La neutralidad no es una forma de posicionamiento

La neutralidad no es una forma de posicionamiento

El bienestar y la protección son incompatibles con la tibieza. El primer paso para que el espacio escolar sea seguro es la garantía de que nadie va a permanecer impasible ante lo que ocurre a su alrededor. Es asegurar que todo va con todas, que todas nos metemos cuando una de nosotras lo necesita.

PAULA BLOOM

Resulta que este curso he asumido la Coordinación de Bienestar y Protección de mi centro. La figura de esta coordinación fue motivo de revuelo al inicio de curso por razones varias: la primera de ellas porque nos cayó así, de la nada, y de pronto teníamos que saber todo sobre cómo articularla. La segunda, porque no sabíamos nada acerca de cómo articularla.

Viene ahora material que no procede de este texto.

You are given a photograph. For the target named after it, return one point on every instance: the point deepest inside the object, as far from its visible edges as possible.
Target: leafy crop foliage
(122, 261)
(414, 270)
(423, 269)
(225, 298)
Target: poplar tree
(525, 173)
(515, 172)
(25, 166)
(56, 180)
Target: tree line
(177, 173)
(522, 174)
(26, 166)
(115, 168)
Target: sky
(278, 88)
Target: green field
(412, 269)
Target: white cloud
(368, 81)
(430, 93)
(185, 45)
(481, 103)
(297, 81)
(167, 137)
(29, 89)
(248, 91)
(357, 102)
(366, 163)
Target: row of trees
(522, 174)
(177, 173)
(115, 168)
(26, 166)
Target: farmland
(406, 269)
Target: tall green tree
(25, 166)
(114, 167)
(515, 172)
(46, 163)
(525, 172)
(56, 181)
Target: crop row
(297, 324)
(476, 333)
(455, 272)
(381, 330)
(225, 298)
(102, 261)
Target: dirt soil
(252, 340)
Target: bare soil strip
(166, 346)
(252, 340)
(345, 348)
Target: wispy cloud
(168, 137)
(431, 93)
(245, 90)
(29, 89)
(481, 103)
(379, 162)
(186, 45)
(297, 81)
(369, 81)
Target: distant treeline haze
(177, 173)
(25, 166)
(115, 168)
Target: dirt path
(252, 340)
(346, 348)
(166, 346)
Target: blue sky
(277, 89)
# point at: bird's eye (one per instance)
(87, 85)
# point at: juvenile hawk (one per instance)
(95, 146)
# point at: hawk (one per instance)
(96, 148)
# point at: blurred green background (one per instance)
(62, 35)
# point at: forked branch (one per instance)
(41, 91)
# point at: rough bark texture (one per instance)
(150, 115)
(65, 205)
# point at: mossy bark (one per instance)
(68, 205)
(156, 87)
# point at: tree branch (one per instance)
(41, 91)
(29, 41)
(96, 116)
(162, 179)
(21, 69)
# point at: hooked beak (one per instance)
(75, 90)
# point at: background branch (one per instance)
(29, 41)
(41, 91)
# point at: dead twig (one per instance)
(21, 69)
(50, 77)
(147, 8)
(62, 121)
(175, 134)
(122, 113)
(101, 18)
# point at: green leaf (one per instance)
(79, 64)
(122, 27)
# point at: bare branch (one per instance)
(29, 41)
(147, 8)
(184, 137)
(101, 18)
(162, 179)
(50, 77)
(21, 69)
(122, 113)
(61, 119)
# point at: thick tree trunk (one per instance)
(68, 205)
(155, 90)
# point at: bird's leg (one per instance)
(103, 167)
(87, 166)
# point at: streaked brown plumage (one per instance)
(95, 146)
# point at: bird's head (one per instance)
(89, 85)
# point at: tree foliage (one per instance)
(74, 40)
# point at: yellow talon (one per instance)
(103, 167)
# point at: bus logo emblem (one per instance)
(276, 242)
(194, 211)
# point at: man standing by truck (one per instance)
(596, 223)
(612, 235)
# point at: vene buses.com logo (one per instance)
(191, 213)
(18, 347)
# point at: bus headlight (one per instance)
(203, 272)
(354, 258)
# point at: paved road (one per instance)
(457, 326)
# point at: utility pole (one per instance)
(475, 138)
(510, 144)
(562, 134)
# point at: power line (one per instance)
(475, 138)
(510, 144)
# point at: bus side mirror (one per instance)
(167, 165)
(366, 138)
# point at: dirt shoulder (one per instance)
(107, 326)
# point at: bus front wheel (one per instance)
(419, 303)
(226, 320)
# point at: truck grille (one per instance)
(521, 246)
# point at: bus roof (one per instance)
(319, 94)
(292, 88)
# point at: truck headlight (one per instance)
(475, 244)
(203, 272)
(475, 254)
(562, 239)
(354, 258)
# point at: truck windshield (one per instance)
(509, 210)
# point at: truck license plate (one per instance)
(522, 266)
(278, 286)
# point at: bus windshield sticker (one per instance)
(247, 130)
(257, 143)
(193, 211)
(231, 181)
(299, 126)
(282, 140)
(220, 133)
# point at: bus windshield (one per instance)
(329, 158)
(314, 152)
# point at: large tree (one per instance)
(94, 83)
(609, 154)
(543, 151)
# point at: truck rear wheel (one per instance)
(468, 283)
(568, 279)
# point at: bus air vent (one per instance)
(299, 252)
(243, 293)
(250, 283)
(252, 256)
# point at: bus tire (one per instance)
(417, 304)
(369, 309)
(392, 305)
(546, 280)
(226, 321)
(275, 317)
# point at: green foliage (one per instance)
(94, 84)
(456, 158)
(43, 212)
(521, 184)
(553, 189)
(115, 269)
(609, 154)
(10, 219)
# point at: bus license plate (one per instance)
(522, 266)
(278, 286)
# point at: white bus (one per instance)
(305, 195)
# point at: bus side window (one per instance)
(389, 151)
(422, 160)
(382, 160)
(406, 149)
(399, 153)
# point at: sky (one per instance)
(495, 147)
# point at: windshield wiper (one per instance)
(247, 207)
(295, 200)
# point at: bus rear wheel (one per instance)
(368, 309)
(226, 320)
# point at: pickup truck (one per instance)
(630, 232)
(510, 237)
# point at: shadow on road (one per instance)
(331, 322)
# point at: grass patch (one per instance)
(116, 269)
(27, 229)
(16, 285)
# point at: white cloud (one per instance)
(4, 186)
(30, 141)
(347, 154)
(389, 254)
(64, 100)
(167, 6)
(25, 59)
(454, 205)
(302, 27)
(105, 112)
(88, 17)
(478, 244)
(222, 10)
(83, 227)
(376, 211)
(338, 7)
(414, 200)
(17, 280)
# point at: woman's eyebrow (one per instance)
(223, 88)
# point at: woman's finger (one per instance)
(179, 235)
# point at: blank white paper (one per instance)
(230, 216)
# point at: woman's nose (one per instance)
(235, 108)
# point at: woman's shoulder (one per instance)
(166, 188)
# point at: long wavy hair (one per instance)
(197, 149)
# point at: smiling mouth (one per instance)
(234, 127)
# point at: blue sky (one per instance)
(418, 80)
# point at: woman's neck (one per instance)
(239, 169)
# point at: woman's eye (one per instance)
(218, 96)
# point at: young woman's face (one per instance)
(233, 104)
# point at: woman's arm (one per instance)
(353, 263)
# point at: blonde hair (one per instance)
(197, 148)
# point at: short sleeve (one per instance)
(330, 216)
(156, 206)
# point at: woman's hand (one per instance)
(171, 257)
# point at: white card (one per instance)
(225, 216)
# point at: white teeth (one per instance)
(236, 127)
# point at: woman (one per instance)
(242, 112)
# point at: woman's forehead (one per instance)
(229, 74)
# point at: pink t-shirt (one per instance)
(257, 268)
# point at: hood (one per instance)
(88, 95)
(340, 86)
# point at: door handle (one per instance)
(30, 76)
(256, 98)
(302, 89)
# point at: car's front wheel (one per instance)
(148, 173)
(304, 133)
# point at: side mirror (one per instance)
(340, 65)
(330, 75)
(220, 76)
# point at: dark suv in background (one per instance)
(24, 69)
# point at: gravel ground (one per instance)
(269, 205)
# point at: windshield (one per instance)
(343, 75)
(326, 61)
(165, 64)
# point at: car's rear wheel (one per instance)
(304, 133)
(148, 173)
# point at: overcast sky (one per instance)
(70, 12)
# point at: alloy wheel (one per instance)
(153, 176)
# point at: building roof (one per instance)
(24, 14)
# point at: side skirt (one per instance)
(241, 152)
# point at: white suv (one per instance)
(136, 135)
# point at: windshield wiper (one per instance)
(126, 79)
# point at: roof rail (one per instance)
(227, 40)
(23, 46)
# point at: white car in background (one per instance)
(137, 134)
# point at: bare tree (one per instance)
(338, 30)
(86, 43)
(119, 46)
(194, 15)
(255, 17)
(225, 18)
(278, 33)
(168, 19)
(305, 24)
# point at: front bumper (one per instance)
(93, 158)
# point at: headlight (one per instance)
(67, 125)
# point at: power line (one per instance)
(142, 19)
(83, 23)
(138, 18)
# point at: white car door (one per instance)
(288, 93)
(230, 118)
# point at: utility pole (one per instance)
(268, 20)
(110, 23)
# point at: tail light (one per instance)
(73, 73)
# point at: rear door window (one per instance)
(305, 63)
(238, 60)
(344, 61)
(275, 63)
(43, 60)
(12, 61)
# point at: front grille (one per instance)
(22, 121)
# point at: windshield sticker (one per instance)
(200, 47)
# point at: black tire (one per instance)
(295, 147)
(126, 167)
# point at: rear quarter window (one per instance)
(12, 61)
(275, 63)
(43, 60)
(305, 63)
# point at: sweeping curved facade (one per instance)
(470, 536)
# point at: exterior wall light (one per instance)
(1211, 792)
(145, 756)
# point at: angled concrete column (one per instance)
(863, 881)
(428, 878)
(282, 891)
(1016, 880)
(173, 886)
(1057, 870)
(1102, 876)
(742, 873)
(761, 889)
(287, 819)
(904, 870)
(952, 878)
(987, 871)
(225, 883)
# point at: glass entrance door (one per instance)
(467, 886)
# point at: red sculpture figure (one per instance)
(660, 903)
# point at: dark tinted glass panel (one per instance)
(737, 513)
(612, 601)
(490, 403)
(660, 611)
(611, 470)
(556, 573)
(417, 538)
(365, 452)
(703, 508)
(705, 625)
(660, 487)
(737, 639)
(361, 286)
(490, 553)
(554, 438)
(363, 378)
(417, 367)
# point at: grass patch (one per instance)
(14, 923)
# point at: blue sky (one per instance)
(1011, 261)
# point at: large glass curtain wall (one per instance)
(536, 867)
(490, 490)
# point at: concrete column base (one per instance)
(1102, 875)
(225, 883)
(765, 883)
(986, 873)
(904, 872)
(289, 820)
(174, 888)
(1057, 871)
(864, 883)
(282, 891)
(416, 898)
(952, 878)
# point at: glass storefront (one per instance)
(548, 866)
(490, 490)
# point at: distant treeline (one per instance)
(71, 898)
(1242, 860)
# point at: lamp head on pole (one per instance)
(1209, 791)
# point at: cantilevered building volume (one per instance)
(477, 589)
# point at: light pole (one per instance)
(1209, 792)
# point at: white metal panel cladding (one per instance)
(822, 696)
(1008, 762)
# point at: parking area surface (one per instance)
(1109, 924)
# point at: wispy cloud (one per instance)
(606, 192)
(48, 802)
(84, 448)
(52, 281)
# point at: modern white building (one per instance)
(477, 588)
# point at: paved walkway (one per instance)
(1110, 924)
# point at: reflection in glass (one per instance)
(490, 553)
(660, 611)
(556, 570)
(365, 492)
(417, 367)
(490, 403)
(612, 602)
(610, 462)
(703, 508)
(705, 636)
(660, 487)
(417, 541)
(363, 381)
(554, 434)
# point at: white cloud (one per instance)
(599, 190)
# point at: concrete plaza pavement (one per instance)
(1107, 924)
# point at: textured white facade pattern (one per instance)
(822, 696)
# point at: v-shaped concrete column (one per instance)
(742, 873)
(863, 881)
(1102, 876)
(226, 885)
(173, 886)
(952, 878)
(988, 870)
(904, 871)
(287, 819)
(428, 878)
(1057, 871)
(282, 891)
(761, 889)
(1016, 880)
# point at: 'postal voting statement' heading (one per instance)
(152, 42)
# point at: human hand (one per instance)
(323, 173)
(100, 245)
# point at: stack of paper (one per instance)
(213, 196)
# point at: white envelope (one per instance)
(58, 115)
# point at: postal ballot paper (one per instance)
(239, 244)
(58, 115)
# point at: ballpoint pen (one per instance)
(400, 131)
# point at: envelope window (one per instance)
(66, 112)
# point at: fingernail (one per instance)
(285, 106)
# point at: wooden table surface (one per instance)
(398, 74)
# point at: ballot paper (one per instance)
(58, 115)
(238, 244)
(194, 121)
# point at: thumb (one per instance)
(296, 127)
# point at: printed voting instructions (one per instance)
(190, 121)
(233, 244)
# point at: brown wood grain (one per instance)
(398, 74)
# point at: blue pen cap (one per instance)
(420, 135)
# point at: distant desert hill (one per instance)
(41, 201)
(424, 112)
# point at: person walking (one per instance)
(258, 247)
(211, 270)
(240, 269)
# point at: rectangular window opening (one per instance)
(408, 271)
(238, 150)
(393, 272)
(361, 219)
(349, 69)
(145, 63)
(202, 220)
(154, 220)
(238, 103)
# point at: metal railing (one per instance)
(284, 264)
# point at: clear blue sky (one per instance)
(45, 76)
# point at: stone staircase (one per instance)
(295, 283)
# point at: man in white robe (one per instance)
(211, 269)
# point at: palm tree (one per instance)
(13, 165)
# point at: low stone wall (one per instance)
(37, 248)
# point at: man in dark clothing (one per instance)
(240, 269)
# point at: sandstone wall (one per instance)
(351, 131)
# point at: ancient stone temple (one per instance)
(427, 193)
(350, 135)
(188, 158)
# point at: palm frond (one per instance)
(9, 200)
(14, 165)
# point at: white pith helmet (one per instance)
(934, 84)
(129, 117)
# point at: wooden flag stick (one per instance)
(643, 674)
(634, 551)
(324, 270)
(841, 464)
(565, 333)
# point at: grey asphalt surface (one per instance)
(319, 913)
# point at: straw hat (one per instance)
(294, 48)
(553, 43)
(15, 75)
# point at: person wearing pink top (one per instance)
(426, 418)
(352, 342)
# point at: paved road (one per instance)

Hay personas que piensan que porque algo aparezca en la normativa ya tenemos que implementarlo con absoluta eficacia y eficiencia, obligadas como estamos a ponerlo en marcha. Es cierto que la normativa obliga, pero una obligación no es un halo de sensatez que cae sobre las cabezas, y menos sobre las de unas trabajadoras extenuadas a base de burocracia y trámites que nos entierran a primeros de septiembre. Por eso decidí asumir yo la nueva figura en mi centro, porque está muy feo cuando eres la responsable de adjudicar las tareas cargar sobre los hombros de las compañeras las que ni una misma sabe qué conllevan.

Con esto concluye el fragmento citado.